Jessie answered first. “Yes, ma’am, I do. I’m not sure how many survived but it’s worth fighting for.”
“What about you, Jessie? Are you going to make it?”
“I’m beginning to remember all the bad things about being pregnant, but I have no choice. We have no choice but to make it. The hard part is what to do after she’s born.”
Amanda’s eyes lit up. “You know it’s a girl? They have an ultrasound here?”
“Oh no, I don’t know, just sort of feels like it might be a girl.”
“I understand.” Amanda gave Jessie a hug.
Bexar left them to chat and walked toward the radar truck. He saw it earlier but didn’t really know what it did. One of the Marines was near it, crawling around one of the big armored trucks that his group had arrived in. His leg hurt. It had only been a couple of months since he was shot in Terlingua and although the wound had healed fairly well and somehow didn’t get infected again, it still ached and hurt. The fresh scar looked terrible.

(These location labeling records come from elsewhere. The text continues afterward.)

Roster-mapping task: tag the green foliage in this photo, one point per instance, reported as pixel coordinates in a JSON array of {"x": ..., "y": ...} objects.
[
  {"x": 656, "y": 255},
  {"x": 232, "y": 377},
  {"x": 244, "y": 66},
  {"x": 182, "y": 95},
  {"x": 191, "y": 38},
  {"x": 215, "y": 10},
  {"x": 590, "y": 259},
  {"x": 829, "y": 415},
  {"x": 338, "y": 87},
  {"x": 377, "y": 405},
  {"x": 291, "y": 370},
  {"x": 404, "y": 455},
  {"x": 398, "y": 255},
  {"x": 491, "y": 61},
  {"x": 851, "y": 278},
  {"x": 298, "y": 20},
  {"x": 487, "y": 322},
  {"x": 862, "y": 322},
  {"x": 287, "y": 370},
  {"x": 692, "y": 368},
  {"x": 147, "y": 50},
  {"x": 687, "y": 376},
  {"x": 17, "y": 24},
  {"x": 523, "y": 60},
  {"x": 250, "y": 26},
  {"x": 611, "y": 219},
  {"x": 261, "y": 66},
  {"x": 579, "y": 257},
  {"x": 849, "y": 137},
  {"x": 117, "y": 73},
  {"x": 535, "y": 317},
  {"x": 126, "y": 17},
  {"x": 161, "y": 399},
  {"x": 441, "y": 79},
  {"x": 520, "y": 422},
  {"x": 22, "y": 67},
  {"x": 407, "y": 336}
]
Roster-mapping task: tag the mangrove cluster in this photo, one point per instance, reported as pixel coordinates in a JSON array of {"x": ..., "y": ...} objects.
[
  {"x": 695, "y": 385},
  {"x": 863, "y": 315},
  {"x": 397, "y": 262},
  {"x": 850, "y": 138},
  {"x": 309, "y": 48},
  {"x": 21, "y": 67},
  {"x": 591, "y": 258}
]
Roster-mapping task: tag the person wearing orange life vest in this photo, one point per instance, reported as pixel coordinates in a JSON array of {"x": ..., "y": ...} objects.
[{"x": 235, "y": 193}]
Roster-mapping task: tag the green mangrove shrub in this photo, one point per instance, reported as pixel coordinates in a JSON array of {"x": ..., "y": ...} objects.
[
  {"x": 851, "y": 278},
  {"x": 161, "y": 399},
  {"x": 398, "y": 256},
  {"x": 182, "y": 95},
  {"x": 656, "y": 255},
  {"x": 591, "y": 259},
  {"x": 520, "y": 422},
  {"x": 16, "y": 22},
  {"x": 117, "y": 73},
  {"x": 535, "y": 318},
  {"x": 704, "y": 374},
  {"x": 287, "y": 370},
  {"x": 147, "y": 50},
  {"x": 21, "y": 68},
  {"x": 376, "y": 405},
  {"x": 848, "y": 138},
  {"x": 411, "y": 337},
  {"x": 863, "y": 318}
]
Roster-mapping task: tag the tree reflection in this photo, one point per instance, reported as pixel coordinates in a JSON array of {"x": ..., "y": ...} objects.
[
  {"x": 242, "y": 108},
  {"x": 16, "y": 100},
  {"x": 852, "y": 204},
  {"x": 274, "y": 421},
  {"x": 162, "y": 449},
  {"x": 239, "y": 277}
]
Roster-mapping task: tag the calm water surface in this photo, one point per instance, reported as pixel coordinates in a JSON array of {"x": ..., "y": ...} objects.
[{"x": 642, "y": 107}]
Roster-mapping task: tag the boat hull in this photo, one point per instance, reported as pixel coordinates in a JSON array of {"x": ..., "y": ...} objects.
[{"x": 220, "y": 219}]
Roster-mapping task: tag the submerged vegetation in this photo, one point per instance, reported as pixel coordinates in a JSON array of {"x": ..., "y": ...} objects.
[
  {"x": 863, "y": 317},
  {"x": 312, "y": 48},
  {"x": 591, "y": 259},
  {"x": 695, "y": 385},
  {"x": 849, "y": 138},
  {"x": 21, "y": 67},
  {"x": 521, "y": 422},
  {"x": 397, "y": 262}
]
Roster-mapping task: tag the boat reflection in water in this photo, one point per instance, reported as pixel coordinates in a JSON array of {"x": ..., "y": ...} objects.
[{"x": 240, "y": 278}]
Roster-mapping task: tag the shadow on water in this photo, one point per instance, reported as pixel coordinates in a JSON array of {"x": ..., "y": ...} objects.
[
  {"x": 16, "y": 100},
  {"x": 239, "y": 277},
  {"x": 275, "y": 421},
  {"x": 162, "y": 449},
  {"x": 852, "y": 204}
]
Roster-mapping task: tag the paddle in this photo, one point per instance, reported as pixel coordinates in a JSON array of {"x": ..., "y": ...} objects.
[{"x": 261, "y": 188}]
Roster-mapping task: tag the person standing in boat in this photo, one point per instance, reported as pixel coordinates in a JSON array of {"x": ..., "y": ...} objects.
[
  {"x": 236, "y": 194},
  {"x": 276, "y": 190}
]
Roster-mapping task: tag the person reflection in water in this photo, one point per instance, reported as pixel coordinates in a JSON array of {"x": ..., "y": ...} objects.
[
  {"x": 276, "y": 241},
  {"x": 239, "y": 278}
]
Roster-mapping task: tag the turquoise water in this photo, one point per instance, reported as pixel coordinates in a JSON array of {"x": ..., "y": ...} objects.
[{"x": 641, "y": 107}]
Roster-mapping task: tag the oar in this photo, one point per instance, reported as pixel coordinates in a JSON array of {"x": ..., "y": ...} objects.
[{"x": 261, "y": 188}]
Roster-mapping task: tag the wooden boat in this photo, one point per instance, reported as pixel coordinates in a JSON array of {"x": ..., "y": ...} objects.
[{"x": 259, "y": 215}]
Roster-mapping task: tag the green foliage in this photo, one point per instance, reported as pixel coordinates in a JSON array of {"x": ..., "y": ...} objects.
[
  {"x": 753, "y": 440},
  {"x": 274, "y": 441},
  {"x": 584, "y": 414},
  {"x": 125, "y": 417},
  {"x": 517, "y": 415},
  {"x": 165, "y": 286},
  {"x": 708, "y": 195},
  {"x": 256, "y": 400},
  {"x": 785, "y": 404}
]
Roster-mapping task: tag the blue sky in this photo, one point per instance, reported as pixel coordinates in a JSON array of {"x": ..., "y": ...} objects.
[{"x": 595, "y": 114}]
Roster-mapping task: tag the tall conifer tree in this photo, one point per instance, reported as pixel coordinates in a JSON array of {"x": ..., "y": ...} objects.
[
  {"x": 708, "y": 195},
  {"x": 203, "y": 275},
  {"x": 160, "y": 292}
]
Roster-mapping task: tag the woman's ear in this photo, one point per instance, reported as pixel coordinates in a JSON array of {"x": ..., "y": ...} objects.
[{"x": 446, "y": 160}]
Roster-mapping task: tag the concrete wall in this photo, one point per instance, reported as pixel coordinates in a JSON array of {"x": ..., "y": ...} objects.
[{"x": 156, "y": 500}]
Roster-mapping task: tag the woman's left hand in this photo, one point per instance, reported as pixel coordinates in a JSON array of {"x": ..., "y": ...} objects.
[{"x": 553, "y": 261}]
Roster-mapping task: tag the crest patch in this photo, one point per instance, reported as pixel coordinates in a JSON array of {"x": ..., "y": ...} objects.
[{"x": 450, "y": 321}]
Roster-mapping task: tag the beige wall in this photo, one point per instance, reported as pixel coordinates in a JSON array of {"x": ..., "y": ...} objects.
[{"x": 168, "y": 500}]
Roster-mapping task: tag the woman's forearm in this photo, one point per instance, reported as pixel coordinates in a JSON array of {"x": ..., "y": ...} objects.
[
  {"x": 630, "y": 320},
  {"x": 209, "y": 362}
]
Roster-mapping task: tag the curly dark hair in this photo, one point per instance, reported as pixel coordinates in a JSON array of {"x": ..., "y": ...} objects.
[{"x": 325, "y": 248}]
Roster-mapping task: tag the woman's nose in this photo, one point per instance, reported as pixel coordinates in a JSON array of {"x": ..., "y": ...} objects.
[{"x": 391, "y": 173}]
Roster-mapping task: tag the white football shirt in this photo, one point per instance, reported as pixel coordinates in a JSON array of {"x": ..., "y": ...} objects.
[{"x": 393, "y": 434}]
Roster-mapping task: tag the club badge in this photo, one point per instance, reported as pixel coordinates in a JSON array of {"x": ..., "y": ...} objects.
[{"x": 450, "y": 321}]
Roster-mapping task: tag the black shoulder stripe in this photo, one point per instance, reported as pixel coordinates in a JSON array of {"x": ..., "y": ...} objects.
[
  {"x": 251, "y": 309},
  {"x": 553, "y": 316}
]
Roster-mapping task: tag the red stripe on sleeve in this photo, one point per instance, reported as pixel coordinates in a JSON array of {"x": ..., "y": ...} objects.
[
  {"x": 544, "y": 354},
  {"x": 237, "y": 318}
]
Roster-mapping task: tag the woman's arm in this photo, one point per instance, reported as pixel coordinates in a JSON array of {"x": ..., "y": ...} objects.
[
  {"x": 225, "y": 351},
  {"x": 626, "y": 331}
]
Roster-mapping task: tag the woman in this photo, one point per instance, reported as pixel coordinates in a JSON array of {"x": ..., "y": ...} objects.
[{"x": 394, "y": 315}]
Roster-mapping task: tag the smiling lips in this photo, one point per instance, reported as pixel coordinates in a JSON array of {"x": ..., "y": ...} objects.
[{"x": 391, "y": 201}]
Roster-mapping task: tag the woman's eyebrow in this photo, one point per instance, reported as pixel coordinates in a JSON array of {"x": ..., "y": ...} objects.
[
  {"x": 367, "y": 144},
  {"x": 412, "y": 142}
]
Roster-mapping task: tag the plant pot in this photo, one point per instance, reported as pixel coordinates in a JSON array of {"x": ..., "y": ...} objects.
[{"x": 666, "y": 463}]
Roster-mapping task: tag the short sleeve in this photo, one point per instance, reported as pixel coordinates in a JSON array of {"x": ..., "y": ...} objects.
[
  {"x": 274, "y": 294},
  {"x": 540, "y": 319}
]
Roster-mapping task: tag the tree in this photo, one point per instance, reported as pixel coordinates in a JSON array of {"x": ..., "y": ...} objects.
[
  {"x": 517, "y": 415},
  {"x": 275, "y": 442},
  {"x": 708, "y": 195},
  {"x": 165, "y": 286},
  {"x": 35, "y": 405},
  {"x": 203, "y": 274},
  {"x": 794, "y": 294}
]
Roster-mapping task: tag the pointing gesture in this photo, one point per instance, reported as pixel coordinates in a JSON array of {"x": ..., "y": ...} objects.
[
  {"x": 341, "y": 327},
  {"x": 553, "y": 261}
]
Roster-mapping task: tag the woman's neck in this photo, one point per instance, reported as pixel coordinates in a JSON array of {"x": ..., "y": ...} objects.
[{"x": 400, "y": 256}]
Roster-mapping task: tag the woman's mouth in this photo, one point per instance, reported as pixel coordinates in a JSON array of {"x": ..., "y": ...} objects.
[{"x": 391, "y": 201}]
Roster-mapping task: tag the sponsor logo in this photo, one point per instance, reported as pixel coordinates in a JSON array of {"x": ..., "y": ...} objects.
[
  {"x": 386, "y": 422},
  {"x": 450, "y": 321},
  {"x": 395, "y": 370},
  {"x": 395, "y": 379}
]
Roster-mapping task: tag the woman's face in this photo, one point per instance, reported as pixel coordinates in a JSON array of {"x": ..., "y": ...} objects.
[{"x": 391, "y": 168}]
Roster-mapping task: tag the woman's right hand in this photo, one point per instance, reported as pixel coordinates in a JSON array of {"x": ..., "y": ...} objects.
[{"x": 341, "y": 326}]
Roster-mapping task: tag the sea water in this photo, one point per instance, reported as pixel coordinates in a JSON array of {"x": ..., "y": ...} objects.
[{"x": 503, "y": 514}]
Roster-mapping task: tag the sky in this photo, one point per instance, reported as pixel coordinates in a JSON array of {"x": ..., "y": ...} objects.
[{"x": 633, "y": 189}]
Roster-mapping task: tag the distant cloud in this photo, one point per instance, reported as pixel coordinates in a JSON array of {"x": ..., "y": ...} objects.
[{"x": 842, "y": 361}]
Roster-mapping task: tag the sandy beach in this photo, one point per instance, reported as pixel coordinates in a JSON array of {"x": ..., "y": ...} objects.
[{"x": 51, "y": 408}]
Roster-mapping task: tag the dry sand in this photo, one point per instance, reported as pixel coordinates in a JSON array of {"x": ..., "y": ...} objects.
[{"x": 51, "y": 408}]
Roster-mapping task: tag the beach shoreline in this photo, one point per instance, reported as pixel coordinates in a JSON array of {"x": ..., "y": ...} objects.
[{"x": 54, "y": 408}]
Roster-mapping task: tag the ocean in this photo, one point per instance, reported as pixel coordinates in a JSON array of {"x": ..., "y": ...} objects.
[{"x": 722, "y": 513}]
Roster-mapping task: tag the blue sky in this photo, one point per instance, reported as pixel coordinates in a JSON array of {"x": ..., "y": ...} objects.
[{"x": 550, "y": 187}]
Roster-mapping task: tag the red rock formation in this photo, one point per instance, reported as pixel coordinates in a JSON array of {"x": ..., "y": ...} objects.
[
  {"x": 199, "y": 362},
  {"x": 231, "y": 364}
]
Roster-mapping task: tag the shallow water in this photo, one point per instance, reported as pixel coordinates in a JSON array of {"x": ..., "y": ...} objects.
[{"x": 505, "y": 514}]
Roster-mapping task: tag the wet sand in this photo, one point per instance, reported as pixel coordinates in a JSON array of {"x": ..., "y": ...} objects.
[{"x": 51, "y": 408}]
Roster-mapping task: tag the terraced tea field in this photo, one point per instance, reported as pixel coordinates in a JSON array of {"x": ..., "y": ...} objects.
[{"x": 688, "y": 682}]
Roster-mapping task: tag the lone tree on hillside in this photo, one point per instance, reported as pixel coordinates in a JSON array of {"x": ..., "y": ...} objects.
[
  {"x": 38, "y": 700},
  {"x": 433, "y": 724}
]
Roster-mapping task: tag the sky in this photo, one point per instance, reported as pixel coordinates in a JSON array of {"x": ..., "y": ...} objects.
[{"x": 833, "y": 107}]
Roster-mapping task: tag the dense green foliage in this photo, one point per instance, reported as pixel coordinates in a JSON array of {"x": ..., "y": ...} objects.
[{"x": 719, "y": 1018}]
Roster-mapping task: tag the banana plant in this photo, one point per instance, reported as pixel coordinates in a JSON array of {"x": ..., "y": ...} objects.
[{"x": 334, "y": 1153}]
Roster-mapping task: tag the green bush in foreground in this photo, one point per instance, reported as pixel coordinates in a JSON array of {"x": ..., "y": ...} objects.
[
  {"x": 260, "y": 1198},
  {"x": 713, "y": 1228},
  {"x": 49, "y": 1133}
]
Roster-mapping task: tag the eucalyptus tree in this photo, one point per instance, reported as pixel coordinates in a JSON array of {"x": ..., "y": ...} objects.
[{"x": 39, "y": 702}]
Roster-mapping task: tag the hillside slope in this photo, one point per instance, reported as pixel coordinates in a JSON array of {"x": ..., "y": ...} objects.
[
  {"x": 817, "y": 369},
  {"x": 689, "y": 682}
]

The Marine stopped working for a moment and watched Bexar walk toward him. “Hey, guy.”
“Howdy there. What’s wrong with your truck? The name is Bexar.” Bexar held out his hand.
Jones shook his hand. “Bear? How did you get that nickname? Terrance Jones, everyone just calls me Jones.”
“It’s actually my real name; spelled with an ‘X’ like the county in Texas.”
“Huh. Well, nothing is wrong yet, nothing major at least, but if I don’t keep up with some TLC on the M-ATVs here, then we won’t have much truck left for longer.”
“What’s that thing?” Bexar pointed at the radar truck.
“Chinese truck. We took it from the PLA in San Diego. Uses the radar dome like a weapon; it zaps the Zeds.”
“Wow.”
“Yeah, no shit. Sucks while driving though; the fucking Zeds fall under the wheels. Everything is labeled in fucking Chinese, sucks. At least it runs on diesel so we don’t have to fuck around with the shitty gas.”
Bexar nodded. Gasoline was something that worried him. All the gas remaining was already months old and only getting older. They wouldn’t have too much longer before it would be too old to burn and would only screw up anything they tried to run on it. Especially with the ethanol in most gas. Guillermo had a large cache of treated fuel at their compound in St. George and that gas has the chance of lasting for close to another year, but not much else would. That’s why he, Malachi, and Jack had opted to not store gas at the cache site; too much work for too little of a return. The plan was to live there for the long haul. Fuck, I miss those guys.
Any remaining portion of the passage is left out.